A few weeks later it was. Dale Reid, after seeing the work his daughter was putting in at physical therapy and with the track team in practices, surprised her by allowing her to run on her birthday, May 9, in the Hoosier Heritage Conference meet.

Reid thought it was a one-time thing. It turned out to be her official return to the team full-time, and she made the most of it. Reid and Crowder helped lead the Dragons to a conference championship, each winning several events.

That momentum carried on. With Crowder finally nearing full-strength — she said it took until regional or maybe state to finally get there — and Reid back in the mix, the Dragons got a boost heading into sectional.

“It helped the team a lot, but (Jordan) was there all season supporting them anyway,” Myers said. “Just having her back as a competitor really did help and her teammates were very supportive. Getting her back at that time was nice.
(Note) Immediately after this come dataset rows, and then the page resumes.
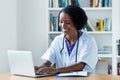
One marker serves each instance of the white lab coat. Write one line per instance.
(87, 52)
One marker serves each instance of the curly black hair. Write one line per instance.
(77, 15)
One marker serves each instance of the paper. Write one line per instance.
(72, 74)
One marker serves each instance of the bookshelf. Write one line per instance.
(104, 38)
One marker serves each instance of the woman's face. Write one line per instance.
(66, 24)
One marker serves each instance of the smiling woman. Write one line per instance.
(74, 50)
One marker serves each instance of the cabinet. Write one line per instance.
(106, 39)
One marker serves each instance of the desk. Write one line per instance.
(90, 77)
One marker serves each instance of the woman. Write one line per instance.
(74, 50)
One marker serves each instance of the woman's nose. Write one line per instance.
(63, 25)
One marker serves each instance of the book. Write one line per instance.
(73, 74)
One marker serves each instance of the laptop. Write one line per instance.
(21, 63)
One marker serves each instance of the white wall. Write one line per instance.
(32, 27)
(8, 33)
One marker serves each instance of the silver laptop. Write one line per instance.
(21, 63)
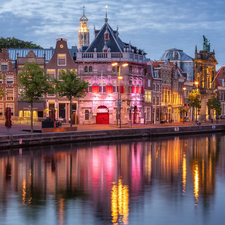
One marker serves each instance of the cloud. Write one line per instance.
(151, 25)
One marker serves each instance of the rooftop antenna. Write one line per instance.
(106, 19)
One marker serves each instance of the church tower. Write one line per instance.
(83, 31)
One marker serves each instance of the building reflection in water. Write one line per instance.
(110, 175)
(120, 203)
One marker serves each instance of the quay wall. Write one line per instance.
(34, 139)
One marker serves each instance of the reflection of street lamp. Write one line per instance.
(119, 92)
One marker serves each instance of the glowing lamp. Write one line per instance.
(114, 64)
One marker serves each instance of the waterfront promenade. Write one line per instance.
(20, 128)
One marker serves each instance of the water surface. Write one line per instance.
(177, 180)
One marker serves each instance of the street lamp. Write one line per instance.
(119, 92)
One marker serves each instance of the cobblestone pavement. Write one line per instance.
(19, 128)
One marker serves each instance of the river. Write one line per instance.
(171, 180)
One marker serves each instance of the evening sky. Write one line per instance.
(154, 26)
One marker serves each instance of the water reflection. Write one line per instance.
(109, 181)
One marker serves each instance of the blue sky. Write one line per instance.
(154, 26)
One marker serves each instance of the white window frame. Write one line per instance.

It really helped down the stretch to have someone with that kind of experience come back and be able to compete.”

A week later, both advanced through sectionals and into the regional round of the state tournament. Reid took her return as an opportunity to prove herself, to prove that she was back.

At the regional meet, Reid finished eighth in the 200 meters and fifth in the 4×100, just missing the state cut. Crowder advanced to state in the 4×400 and 4×800 relays, eventually helping those teams finish 19th and 14th respectively in the state meet.

Both said they were happy with the successes but still were disappointed with their times throughout the season, frustrated that they weren’t where they wanted to be or where they were in the 2017 track season.

But they made it back, and though it took some twists and turns, finally, they were out there competing together again.

Next steps

Since shortly after the track season ended, Reid has been playing AAU basketball this summer. She’s feeling mostly confident in her knee, but still isn’t quite where she wants to be. Basketball and track are her main future focus, so she reluctantly left the soccer team to focus on those sports for her upcoming junior year.

Crowder was named a team captain for her senior year of soccer and also has picked up cross-country for a second fall sport.

After supporting one another through such similar-yet-different experiences, the two plan to team up again next spring for what they hope is a big season for the Dragons track team.

“I don’t know if I could be as strong by myself,” Crowder said. “It was cool to have that support system. It was nice to know that someone else knew exactly what I was feeling.”

“We were actually planning before our surgeries that we were going to stay on bed rest together and have sleepovers together,” Reid added. “It was definitely reassuring knowing that one of my best friends knows what I’m going through mentally and physically. It was just emotionally good for us to have each other.”